Canada has been preparing for more than two years to implement their “Fighting Internet And Wireless Spam Act” (usually referred to as the Canadian Anti-Spam Law or CASL – say it like “castle”) A new post on the DMA/Email Experience Council blog, “Understanding CASL” highlights what is required.
Fear that U.S.-based marketers will get snagged by CASL is legitimate. The opt-in permission standard for CASL is more stringent than the standard for CAN SPAM. You must know the citizenry of your email subscribers and customers – or ensure you have permission at the higher standard. That means that every U.S. marketer will need to prepare for higher scrutiny on any records with unknown citizenry.

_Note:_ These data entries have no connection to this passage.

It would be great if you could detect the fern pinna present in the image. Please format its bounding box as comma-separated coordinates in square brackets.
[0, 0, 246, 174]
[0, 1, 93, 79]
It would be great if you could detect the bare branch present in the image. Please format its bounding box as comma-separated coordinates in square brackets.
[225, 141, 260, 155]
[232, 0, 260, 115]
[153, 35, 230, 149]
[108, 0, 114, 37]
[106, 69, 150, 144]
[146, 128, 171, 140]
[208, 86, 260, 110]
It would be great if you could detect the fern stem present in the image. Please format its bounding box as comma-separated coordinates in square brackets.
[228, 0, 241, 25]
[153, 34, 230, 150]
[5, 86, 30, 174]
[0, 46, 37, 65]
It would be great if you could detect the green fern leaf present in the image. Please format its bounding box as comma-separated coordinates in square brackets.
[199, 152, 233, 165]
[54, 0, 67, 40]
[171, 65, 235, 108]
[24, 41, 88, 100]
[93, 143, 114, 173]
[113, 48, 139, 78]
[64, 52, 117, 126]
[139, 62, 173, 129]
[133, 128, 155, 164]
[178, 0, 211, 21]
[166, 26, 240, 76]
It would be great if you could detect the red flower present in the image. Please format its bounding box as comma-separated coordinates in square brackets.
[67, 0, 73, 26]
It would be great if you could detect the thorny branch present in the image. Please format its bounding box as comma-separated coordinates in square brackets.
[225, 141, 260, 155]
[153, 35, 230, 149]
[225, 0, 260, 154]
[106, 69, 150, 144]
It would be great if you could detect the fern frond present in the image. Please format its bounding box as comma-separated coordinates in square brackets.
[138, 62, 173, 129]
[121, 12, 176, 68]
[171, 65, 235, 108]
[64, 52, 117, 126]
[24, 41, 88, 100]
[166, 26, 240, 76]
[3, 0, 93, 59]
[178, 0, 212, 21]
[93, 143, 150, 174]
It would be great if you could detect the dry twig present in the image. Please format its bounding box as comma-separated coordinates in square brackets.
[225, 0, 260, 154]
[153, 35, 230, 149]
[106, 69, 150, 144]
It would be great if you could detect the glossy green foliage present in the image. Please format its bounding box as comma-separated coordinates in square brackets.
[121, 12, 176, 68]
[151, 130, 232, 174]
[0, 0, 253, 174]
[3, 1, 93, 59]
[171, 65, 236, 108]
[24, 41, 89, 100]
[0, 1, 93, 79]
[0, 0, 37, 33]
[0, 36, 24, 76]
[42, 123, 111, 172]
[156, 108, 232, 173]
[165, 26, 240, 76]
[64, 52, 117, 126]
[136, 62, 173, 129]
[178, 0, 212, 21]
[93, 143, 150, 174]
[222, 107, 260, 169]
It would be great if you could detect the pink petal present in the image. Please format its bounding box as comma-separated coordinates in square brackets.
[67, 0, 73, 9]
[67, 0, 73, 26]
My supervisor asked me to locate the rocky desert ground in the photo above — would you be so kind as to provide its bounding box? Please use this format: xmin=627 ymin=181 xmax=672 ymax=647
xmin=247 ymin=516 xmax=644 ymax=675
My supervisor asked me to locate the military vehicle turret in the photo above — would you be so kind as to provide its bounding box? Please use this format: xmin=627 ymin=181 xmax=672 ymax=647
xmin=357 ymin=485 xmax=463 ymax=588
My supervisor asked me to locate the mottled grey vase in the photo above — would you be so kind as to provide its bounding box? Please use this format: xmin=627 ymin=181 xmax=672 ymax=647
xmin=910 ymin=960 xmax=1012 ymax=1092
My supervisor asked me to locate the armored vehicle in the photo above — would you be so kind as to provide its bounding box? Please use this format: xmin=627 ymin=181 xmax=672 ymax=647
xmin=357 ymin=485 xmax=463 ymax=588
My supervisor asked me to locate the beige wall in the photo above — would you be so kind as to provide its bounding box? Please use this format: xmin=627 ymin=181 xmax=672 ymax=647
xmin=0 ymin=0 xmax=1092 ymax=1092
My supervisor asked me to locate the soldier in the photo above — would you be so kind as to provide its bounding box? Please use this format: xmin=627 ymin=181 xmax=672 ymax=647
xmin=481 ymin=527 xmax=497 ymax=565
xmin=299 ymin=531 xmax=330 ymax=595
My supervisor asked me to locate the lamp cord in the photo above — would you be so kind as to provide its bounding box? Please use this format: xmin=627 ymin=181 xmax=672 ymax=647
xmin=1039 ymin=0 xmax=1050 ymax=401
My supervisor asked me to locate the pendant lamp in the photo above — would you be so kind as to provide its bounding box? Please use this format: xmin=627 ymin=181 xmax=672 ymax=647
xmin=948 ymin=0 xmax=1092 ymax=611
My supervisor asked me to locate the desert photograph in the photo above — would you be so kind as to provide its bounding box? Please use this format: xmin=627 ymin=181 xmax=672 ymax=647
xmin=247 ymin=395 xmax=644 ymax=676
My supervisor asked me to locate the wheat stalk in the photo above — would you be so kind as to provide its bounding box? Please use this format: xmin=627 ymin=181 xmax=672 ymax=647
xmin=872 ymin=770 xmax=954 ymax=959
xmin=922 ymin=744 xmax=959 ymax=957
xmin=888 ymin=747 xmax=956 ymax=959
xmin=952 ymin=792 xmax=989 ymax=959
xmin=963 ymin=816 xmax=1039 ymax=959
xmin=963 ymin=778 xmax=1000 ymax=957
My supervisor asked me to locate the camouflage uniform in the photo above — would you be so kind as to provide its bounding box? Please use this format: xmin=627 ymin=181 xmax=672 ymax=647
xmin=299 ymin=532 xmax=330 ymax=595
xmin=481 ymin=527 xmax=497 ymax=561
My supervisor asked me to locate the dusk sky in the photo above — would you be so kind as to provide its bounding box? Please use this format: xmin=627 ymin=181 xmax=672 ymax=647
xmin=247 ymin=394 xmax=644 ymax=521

The other day, I was having a conversation with a marketer at a U.S. company who holds customer events in the U.S. with attendees from all over the world. They use kiosks to gather email address and interest information, and have to think about a matrix of global permission laws in order to collect all the right information to comply with laws around the world. That makes the form longer and denser (not good for response!), and forces inclusion of some unusual questions (like, “Start date of your company’s business”) that are required in some Asian countries. This marketer said they get a lot of “what the?!” responses from people standing at the kiosks – and some mocking tweets. He believes most are good natured, but now plans to take a more localized approach to the sign-up process.
If and when CASL gets passed into law, then not all North Americans will have the same permission standard. Some anti-spam folks think this is a good idea – as it may force some American marketers to upgrade to the more stringent permission standard for all subscribers, just to ensure compliance with CASL.
Permission is a good thing, and the more choice and notice you provide to subscribers, the better. This is outlined clearly in the DMA Ethical Guidelines for our industry. However, permission alone is just a starting point, and does not create relevancy or improve response. Only great, well-timed experiences create relevancy. So, more permission-based legislation is not going to guarantee more satisfying commercial email experiences for subscribers.
Following the matrix of global laws for data-driven marketing gets complex. Be sure you are reviewing the DMA Guidelines with your attorneys and privacy people to ensure compliance, and good business practices.
NOTE: The author is not an attorney and DMA does not provide legal advice. Always consult with counsel on any legal or compliance question.